The welcome boost would have brought a wry smile to the face of Thomas Coke, who in the early years of the 19th century perfected his Norfolk four-course rotation on the estate.
Better known as Coke of Norfolk, or more precisely the 1st Earl of Leicester, he lay down the seeds of modern agriculture on his windswept light-land estate.
See also: 3 key problems with arable farming – and how to fix them
The change came with the appointment of Poul Hovesen (pictured above) as the farm’s director at the end of 2011 to manage 2,200ha of arable land, and the subsequent search by his team for a modern equivalent to Coke’s simple solution.
Quick results
The seeds of Mr Hovesen’s newly worked six-year rotation were deeply rooted in Coke’s guiding principles and the results bore fruit almost immediately.
“We were all surprised how quickly the yields turned around. We had expected it might take six years rather than three,” says Mr Hovesen, who is Farmers Weekly’s current Farmer of the Year
The Danish-born director’s philosophy is to put faith in rotations and trust in three break crops interspersed between cereals.
This harked back to Coke’s famous mantra of “No two white straw crops one after the other”, which was the backbone of his turnip-spring barley-grass-winter wheat four-year rotation.
Coke’s turnip crop has been replaced by two root crops – sugar beet and potatoes – with a third break crop oilseed rape thrown in between cereal crops, while a move to grass leys is work in progress.
For Mr Hovesen, many of the problems of modern agriculture have come from too much focus on chemistry and ever-bigger machinery, and not enough on trying to understand the soil.
“The key principles are to look carefully at rotations and cultivation techniques,” he says.
The result? No blackgrass, which plagues many arable lands, healthy oilseed rape relatively undamaged by cabbage stem flea beetles and soil structures starting to improve.
New crops
His first move on taking over the estate was to drop carrots and parsnips from the rotation as late harvests were damaging the light sandy clay loam soils, and even the free-range pigs were removed.
Holkham Estate
- Estate area 11,000ha
- Managed farmland 3,000ha, of which 2,200ha is arable and 800ha grassland, parkland and nature reserve
Original Norfolk four-course rotation
- Turnips
- Spring barley
- Grass/clover
- Winter wheat
New Holkham six-course rotation
- Oilseed rape
- Winter wheat
- Sugar beet
- Winter wheat/spring barley
- Potatoes
- Winter barley
The new oilseed rape-winter wheat-sugar beet-winter wheat or spring barley-potatoes-winter barley rotation has only been in place for three years, but the benefits were quick to show.
Average winter wheat yields rose to 8.5t/ha in 2014 from 6t/ha in 2011, with a high last summer of 11.8t/ha, and sugar beet yields reached 82t/ha even on Holkham’s light and stony soils.

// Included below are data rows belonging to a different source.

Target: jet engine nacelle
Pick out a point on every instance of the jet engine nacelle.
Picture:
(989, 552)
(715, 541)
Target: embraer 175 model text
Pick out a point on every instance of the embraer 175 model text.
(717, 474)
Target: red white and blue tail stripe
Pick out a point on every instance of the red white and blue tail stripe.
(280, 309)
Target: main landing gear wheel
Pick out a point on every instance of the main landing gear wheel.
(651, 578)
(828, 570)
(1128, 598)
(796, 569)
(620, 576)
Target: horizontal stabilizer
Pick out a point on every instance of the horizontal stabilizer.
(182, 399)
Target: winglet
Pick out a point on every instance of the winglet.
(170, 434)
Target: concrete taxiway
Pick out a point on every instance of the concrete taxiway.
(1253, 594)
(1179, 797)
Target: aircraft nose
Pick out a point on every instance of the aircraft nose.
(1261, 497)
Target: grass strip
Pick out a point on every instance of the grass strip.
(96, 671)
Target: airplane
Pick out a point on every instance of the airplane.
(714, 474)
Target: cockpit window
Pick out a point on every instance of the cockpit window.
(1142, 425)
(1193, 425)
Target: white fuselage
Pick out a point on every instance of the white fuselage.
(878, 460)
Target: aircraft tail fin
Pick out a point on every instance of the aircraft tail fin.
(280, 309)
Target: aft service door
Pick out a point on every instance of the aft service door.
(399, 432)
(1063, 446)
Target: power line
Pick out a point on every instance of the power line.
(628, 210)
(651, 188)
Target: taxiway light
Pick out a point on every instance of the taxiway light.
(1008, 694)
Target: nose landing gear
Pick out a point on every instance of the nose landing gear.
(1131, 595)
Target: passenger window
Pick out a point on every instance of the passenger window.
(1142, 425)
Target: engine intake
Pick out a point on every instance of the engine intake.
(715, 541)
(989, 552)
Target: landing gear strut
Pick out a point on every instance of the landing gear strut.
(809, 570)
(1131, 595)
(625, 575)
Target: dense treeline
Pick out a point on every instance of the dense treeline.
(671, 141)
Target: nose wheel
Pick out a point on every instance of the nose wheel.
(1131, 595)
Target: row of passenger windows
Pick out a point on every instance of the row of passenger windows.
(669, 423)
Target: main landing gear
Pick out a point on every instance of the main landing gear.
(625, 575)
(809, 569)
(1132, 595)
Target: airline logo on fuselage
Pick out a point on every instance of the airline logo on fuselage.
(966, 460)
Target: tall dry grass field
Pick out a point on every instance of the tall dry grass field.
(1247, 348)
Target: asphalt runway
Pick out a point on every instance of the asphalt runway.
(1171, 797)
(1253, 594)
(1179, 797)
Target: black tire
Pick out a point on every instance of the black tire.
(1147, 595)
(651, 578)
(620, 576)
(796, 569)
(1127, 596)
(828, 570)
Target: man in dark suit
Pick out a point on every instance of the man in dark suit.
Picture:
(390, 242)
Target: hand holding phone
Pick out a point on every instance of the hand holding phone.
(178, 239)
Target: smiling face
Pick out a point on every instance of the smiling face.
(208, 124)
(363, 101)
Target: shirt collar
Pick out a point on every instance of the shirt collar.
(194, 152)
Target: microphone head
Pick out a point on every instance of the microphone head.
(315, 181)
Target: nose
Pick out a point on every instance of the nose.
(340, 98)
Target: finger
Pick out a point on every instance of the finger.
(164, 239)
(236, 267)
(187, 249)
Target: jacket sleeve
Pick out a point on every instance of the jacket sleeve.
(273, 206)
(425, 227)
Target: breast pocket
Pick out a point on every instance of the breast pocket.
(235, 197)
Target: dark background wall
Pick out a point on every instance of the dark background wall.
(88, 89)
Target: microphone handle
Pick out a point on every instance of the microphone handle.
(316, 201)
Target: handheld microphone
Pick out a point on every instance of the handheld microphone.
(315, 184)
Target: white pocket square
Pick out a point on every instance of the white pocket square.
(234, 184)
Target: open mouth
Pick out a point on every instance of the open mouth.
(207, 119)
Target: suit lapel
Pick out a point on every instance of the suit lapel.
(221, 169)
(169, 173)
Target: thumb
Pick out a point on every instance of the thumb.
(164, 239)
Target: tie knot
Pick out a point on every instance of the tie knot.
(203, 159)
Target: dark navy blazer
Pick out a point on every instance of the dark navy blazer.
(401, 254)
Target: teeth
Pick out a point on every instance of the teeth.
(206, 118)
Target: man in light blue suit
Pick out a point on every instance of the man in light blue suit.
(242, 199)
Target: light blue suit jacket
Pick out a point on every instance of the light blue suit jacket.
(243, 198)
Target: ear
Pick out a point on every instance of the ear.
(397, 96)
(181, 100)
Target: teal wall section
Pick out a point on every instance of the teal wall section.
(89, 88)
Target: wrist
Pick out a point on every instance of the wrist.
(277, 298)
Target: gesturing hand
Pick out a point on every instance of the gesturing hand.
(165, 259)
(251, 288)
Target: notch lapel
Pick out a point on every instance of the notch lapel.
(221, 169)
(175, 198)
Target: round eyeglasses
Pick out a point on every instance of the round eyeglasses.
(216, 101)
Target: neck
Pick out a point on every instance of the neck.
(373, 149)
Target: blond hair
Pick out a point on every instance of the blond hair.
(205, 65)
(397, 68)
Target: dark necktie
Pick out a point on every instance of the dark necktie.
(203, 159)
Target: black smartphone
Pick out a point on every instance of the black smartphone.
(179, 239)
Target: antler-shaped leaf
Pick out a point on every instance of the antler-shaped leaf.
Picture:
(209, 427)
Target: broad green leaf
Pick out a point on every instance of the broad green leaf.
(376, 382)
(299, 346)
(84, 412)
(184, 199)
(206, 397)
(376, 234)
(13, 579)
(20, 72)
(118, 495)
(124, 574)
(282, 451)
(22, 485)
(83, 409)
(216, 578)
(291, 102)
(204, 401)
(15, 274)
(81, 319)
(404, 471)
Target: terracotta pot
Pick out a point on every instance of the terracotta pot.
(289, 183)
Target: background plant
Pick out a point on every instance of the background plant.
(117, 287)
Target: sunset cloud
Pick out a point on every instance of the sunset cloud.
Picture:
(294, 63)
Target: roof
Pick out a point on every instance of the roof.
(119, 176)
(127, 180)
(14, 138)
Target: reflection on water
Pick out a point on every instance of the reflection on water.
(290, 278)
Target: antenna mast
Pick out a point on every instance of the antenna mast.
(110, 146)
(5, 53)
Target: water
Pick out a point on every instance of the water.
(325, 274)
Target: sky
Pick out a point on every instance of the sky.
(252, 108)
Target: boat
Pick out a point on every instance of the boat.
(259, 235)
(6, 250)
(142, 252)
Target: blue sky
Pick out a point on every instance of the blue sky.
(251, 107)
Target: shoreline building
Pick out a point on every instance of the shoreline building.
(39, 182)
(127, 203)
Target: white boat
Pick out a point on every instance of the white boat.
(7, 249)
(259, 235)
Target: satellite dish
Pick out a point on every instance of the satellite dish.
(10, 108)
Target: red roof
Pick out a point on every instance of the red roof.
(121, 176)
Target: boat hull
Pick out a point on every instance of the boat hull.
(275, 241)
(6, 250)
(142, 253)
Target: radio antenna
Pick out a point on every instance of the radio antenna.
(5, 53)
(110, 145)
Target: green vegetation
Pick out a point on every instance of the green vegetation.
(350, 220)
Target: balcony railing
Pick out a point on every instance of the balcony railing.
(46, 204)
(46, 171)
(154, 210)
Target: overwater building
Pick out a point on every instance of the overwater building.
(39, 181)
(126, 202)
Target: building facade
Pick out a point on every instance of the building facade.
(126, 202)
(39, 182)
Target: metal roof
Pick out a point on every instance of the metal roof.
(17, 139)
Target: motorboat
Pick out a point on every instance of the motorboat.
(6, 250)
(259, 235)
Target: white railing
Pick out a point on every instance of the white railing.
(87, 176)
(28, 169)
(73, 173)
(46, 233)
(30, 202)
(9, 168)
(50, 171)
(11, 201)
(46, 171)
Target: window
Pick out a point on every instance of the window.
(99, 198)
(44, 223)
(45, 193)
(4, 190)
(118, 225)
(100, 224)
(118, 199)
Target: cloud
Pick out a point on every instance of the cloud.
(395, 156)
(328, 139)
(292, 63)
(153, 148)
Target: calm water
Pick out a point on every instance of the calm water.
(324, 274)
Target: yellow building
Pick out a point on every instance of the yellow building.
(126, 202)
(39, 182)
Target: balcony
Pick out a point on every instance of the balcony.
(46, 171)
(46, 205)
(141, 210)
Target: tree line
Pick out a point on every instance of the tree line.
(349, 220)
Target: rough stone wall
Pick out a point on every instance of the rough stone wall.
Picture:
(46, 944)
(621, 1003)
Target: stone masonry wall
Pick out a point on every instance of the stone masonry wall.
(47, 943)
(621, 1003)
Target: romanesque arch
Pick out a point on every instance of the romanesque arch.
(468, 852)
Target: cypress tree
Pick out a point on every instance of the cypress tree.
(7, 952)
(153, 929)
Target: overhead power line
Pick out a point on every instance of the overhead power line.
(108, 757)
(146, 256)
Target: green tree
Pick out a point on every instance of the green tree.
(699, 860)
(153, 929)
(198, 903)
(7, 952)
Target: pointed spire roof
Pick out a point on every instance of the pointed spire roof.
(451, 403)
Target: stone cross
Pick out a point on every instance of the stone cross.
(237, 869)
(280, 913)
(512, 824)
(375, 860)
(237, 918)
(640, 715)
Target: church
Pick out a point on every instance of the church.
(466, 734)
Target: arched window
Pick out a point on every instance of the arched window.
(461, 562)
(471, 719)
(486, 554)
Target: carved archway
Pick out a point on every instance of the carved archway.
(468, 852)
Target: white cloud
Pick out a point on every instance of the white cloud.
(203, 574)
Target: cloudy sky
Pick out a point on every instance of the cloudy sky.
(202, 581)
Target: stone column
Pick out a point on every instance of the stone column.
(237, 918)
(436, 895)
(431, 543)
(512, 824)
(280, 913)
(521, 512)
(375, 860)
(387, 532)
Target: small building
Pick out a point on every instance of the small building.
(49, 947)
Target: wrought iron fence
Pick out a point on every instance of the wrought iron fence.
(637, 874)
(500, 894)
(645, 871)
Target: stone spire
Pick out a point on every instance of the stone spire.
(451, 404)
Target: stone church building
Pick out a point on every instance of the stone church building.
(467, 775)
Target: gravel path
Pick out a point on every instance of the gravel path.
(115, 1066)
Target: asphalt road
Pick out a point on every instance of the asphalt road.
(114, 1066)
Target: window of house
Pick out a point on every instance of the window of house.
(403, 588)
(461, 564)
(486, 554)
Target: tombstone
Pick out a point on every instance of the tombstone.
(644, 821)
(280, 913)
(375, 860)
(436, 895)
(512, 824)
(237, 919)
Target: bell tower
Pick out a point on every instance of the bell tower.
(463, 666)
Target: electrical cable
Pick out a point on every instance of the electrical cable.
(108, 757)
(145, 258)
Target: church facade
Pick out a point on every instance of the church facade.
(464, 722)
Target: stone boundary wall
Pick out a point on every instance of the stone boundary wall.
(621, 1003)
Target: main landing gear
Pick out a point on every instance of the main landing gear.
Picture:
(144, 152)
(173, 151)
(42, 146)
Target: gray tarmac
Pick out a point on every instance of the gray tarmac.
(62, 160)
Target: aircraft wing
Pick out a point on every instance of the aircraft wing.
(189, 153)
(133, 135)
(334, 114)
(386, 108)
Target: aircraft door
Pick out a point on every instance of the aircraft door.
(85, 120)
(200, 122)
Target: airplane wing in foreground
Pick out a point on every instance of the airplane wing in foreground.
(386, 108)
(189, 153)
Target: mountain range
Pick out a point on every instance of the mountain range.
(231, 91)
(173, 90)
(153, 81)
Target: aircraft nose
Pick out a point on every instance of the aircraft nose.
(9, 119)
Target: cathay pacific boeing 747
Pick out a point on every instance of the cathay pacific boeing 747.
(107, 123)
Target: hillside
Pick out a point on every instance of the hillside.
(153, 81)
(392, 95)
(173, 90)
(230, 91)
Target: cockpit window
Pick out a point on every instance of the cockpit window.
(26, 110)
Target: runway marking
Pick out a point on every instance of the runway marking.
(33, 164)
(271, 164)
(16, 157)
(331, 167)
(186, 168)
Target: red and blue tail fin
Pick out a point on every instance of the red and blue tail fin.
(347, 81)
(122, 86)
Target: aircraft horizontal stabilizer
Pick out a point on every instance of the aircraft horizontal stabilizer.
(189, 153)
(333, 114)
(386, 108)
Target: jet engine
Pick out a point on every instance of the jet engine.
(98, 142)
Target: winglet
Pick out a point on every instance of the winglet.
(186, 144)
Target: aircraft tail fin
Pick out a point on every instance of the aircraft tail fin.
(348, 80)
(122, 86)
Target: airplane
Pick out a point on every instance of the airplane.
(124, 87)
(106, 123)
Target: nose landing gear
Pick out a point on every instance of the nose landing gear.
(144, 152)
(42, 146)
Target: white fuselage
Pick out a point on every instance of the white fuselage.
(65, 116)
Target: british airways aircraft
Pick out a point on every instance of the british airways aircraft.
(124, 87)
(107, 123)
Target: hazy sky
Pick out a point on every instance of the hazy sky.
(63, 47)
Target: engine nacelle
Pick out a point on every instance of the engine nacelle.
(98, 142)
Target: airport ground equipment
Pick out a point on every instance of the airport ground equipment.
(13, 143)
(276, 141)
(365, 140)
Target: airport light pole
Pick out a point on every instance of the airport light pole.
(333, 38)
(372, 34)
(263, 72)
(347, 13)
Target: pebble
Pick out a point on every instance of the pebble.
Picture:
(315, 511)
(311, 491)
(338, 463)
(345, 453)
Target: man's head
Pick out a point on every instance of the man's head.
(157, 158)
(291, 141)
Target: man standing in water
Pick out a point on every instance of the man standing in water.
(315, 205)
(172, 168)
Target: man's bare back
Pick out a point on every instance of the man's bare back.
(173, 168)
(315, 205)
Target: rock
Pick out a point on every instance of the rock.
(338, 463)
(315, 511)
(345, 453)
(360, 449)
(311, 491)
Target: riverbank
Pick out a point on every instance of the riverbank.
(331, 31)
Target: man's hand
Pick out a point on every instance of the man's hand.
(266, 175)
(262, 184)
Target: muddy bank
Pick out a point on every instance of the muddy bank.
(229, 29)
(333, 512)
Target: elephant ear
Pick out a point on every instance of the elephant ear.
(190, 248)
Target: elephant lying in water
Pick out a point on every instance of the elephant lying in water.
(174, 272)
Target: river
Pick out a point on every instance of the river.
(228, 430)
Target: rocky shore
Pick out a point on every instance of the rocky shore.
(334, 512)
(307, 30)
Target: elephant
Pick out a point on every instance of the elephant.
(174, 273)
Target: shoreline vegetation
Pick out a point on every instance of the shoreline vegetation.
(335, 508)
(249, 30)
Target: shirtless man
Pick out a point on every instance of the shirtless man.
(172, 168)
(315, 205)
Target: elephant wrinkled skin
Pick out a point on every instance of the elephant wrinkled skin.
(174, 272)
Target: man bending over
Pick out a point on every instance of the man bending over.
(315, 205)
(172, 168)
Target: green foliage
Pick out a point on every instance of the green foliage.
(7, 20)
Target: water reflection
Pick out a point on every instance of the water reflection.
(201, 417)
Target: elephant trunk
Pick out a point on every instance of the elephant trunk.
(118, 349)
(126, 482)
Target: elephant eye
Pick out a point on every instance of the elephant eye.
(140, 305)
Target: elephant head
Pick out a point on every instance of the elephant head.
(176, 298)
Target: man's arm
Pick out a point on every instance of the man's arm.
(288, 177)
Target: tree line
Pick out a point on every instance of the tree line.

Oliver Scott, crop production manager at Holkham, says wheat and oilseed rape were the first to see yield benefits in year two of the new rotation.
“The key points were choosing the right crops, improving the timeliness of drilling and better planning,” he says.
The estate stopped trying to muddle in winter wheat after late-lifted sugar beet, since wheat drilled in mid-November yielded no more than 7.5t/ha while malting spring barley averaged 7.8t/ha.
“Late drilling simply does not pay off. You cannot get away with it on this cold, coastal land,” says Mr Scott.
The next move on the estate was to introduce cover crops before sugar beet and potatoes to prevent the free-draining soils leaching nutrients over the winter, and add fertility from grazing sheep on the chosen cover crop of fodder radish.
This season some 80ha of fodder radish was drilled into stubbles the day after the cereal harvest, and with some 40kg/ha of nitrogen fertiliser applied, the crop established well before the winter.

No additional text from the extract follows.